Training Data Generation: The evaluation result is combined with the intelligence context to create training pairs for model improvement (RLHF/fine-tuning).

Kali MCP Server (Docker)

The Kali container includes exploitdb and all pentest tools. SearchSploit runs inside the container — no separate server needed.

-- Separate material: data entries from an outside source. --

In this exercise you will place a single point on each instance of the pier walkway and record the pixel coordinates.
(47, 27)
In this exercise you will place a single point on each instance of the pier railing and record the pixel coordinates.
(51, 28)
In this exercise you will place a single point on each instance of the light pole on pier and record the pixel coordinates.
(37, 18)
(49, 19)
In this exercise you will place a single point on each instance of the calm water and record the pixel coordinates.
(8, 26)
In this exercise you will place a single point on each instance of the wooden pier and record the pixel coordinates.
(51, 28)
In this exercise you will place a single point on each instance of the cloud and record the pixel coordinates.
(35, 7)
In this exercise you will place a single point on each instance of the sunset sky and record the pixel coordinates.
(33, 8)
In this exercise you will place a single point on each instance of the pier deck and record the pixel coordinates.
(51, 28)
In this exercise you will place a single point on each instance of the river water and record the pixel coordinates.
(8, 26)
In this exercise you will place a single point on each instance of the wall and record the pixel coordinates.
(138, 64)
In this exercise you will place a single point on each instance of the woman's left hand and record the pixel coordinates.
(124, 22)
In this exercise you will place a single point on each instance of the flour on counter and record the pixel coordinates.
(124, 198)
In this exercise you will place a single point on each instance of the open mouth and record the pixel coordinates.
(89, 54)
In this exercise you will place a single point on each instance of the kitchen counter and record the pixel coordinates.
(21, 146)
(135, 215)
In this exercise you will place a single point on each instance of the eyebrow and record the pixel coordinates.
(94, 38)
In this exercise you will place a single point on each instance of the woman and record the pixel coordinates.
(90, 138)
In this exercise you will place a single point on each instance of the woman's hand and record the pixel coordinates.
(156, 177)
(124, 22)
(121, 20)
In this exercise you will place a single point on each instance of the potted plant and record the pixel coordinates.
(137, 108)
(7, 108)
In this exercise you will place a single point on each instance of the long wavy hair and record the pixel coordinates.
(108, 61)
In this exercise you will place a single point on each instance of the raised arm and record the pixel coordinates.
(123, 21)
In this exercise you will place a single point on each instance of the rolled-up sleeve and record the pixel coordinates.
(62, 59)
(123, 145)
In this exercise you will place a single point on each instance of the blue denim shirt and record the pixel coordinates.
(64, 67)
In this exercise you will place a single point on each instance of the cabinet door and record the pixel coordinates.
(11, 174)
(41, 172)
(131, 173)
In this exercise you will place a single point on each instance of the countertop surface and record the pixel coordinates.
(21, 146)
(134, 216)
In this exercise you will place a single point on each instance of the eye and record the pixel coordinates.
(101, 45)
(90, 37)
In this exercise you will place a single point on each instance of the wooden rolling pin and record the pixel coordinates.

# Build and start Kali container
cd docker && docker compose up kali -d

# Verify MCP server is running
curl http://localhost:3001/mcp

Tools available in Kali container:

execute_shell_cmd — Run any shell command (nmap, hydra, sqlmap, etc.)
write_file — Write files to the container filesystem
execute_script — Execute Python/Bash scripts
manage_packages — Install/remove apt packages at runtime
searchsploit_search — Search ExploitDB for CVEs and exploits
searchsploit_examine — Read full exploit source code by EDB-ID

RAG Memory System Setup

See docs/RAG-Memory-Integration.md for full setup instructions.

Quick Start:

# Clone RAG memory repository
cd ..
git clone <pentest-rag-memory-repo-url>
cd pentest-rag-memory

# Install and seed
npm install
npm run seed  # Loads 7 initial anti-patterns

# Build RAG Memory MCP server
cd ../pentest-mcp-server/rag-memory-server-ts
npm run build && yalc publish

# In MVP repo:
yalc add @cyber/mcp-rag-memory-client && npm install

Main Agent Integration: Session logs are automatically written to logs/sessions/<session_id>.jsonl for RAG ETL processing.

Testing

Testing Engine Worker (Cyber-Bridge Integration)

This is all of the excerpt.